Lutte
de classes refoulée
Les
mauvais coups de l’été tombent, sans répit. La droite frappe
fort, mais peut-on s’en étonner ?
Dans
le fond, elle ne fait que gérer au mieux et au moment qu’elle juge
le plus propice, les intérêts de la classe qu’elle représente.
La gauche et l’extrême gauche gémissent : “Ce n’est pas
démocratique, on nous vole notre vote !” Mais peut-on espérer,
par un vote, convaincre les possédants de partager les richesses
qu’ils s’accaparent ?
Si
cette exigence de partage faisait, en effet, partie du message du 29
mai, ce serait s’illusionner que de croire qu’au nom de
l’application vertueuse d’un principe démocratique la
bourgeoisie allait l’entendre et le mettre en oeuvre. Ce serait
occulter l’essentiel. Et, précisément, beaucoup de ceux qui
prétendent s’exprimer au nom des opprimés occultent l’essentiel.
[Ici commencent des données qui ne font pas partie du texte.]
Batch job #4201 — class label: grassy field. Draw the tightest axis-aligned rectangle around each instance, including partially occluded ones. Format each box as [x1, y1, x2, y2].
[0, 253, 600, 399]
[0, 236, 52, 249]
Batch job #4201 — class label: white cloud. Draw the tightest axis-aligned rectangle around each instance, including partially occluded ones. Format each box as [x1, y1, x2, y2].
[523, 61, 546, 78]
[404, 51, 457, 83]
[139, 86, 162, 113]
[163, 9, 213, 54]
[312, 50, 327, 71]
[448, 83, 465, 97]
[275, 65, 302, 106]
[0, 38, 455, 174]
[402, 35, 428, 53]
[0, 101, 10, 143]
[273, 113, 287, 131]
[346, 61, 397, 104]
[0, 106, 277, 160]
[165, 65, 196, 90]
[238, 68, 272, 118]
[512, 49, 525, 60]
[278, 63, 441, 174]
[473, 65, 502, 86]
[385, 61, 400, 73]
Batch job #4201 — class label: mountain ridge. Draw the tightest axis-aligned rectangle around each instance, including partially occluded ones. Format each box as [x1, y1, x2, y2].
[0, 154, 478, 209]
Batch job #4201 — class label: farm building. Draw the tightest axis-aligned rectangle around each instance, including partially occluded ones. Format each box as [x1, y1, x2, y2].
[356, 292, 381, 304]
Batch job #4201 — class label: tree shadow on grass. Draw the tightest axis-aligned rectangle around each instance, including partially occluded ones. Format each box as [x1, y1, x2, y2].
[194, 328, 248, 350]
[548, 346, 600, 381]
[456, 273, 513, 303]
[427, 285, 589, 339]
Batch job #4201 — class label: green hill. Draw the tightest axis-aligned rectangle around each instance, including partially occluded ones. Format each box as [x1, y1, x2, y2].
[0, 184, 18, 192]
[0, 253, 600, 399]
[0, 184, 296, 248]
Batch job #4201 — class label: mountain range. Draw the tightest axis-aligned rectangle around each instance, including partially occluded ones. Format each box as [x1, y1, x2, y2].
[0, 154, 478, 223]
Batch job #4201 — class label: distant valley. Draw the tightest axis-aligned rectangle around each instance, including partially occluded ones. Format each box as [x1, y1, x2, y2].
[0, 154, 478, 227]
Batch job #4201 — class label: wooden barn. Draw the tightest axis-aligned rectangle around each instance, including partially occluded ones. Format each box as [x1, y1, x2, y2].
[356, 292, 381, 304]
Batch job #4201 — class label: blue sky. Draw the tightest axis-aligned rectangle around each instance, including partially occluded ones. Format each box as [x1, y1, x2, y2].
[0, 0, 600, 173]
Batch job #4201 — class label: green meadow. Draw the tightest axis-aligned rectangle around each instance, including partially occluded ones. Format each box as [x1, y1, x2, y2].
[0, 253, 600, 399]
Ou, pour être plus précis, ils le refoulent pour l’oublier. La
forme des non-dits, des paroles et des actes (manqués) qui
s’ensuivent dépend alors de la position occupée dans les
institutions et/ou sur l’échelle de la contestation. Mais presque
jamais n’apparaît l’affirmation claire et nette, qu’on ne
pourra pas faire l’économie d’un affrontement majeur avec la
bourgeoisie, qu’il n’y a que le rapport de force alors créé qui
pourrait la faire céder, que “l’autre monde” n’est possible
qu’en passant d’abord par là.
Cette
brusque et nécessaire montée du niveau de la lutte de classe ne
figure évidemment pas au programme des socialistes et assimilables
(ne parlons pas des socio-libéraux !…) : tout en constatant que le
29 mai n’a pas produit d’effets positifs pour ceux d’en bas,
ils proposent d’aller plus loin en restant sur le boulevard
électoral, comme si l’Histoire n’enseignait pas qu’il conduit
à une impasse; mais, comme ils l’ont toujours fait, ils écartent
cette leçon pour laisser le champ libre à leur fascination pour le
pouvoir (qui explique aussi, soit dit en passant, le contenu toujours
consternant
de leurs querelles et débats).
Plus
à gauche, du côté du PC et de quelques groupes d’extrême
gauche, on ne propose pas fondamentalement autre chose. Mais comme on
(s’)avoue plus difficilement qu’on brûle d’envie de s’offrir
un ou plusieurs tours sur la piste du cirque électoral - qui permet
au moins d’approcher le pouvoir ou son image - et qu’on veut
aussi montrer qu’on est plus “radical”, on dit les choses en
des termes différents. Cela donne : “Chirac démission !”. A la
prochaine fête de l’Huma, début septembre, la formule pourrait
fuser de tous les porte-voix et haut-parleurs, reléguant de fait les
luttes sur un plan secondaire.
Du
côté des syndicalistes, on ne dit que peu de chose. Des journées
d’action ont été organisées après le 29 mai et le seront après
la rentrée, évidemment sans suite et sans perspectives, sinon
celles de renforcer les appareils et leur place dans les
institutions. Et dès que vous vous permettez de critiquer cette
stratégie d’accompagnement des régressions on vous rétorque
immédiatement : “La grève générale ne se décrète pas”. On
le sait. Il n’empêche que quelque chose de cette ampleur est
nécessaire et qu’il faut le dire, sauf à laisser croire que
“l’autre monde” est accessible par une gentille concertation ou
une meilleure régulation du système dont on oublie souvent
de mentionner - encore un non-dit - qu’il est capitaliste,
probablement pour n’avoir pas à envisager une rupture présentée
comme dangereuse par l’ordre dominant et ceux qui le soutiennent.